- Citado por SciELO
versión impresa ISSN 1130-0108
Rev. esp. enferm. dig. v.96 n.10 Madrid oct. 2004
Epidemiology of chronic inflammatory bowel disease in the Northern area of Huelva
A. Garrido, M. J. Martínez1, J. A. Ortega1, A. Lobato1, M. J. Rodríguez1 and F. J. Guerrero2
Department of Gastrointestinal Medicine. 1Family and Community Medicine. 2Department of Internal Medicine. Hospital Comarcal
de Riotinto. Huelva. Spain
Objective: to know the different epidemiologic aspects of chronic inflammatory bowel disease (IBD) in the Northern area of the province of Huelva.
Material and methods: we carried out a retrospective (1980-1996) and prospective (1996-2003) study of all patients diagnosed with IBD in the Northern area of Huelva, with 77,856 inhabitants. The distribution of Crohn's disease (CD) and ulcerative colitis (UC) was analyzed, as well as sex, age and smoking habit at the time of diagnosis, familial aggregation, appendicectomy rate, phenotype (anatomical site and clinical types), extraintestinal manifestations, and immunosuppressive therapy or surgical requirements.
Results: 70 patients with IBD were studied, 40 with UC and 30 with CD. Sex distribution was 39 (55.7%) males (55% with CD vs 56.6% with UC; NS) and 31 (44.3%) females (45% with CD vs 43.3% with UC; NS).

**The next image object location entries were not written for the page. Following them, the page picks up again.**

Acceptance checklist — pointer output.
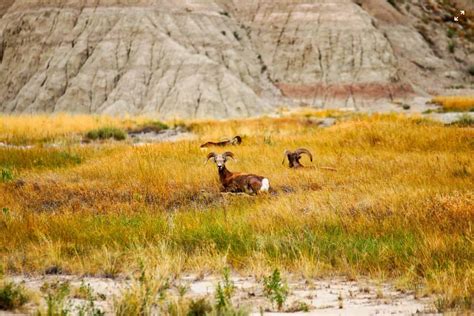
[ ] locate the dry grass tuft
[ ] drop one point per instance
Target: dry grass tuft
(400, 203)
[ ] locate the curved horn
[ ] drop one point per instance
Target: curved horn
(285, 156)
(228, 154)
(210, 155)
(300, 151)
(237, 140)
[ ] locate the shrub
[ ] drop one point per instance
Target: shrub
(237, 36)
(451, 47)
(224, 292)
(152, 126)
(6, 174)
(200, 307)
(106, 133)
(56, 295)
(12, 296)
(275, 289)
(451, 32)
(471, 70)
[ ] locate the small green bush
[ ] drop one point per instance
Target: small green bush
(451, 32)
(275, 289)
(471, 70)
(12, 296)
(56, 294)
(6, 174)
(200, 307)
(106, 133)
(451, 47)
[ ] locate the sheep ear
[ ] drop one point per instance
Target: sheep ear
(285, 155)
(228, 154)
(211, 155)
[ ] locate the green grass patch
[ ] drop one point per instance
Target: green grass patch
(464, 120)
(37, 158)
(105, 133)
(12, 296)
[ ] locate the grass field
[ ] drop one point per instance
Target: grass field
(400, 205)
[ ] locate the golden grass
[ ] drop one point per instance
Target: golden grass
(455, 103)
(399, 206)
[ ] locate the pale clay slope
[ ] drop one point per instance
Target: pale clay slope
(211, 58)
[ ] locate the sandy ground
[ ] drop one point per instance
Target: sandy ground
(335, 296)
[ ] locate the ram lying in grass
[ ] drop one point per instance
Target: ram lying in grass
(400, 205)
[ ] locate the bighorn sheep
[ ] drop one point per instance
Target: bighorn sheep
(237, 182)
(237, 140)
(295, 156)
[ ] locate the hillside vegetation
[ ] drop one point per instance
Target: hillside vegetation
(399, 206)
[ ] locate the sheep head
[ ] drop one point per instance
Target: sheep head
(220, 159)
(295, 156)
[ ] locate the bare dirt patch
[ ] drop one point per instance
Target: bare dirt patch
(321, 296)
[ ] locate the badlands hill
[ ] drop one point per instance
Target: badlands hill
(227, 58)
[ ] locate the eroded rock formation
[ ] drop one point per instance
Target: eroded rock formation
(219, 58)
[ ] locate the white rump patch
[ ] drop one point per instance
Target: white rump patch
(265, 185)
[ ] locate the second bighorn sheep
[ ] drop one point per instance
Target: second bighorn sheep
(238, 182)
(237, 140)
(295, 156)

Mean age at presentation was 44.7 ± 19.32 years in UC vs 32.3 ± 16.43 in CD; p < 0.001. Familial association was 7.1%. Previous appendicectomy was referred in 2.5% of patients with UC vs 36.7% of those with CD (p < 0.001), and the percentage of smokers was also higher in CD 66.7% vs CU 12.5% (p < 0.001).
Anatomical site in UC was: proctitis, 20%; proctosigmoiditis/left colon, 42.5%; extensive colitis, 25%; and pancolitis, 12.5%; in CD was: terminal ileum, 43.3%; colon, 20%; and ileo-colon, 36.7%. The disease patterns were: inflammatory 56.7%, obstruction 26.7%, and fistulization 16.7%. Extraintestinal manifestations were diagnosed in 7.5% of patients with UC vs 16.6% patients with CD; surgery was performed in one patient with UC vs 10 with CD, and one patient with UC required immunosuppressive treatment vs 12 with CD.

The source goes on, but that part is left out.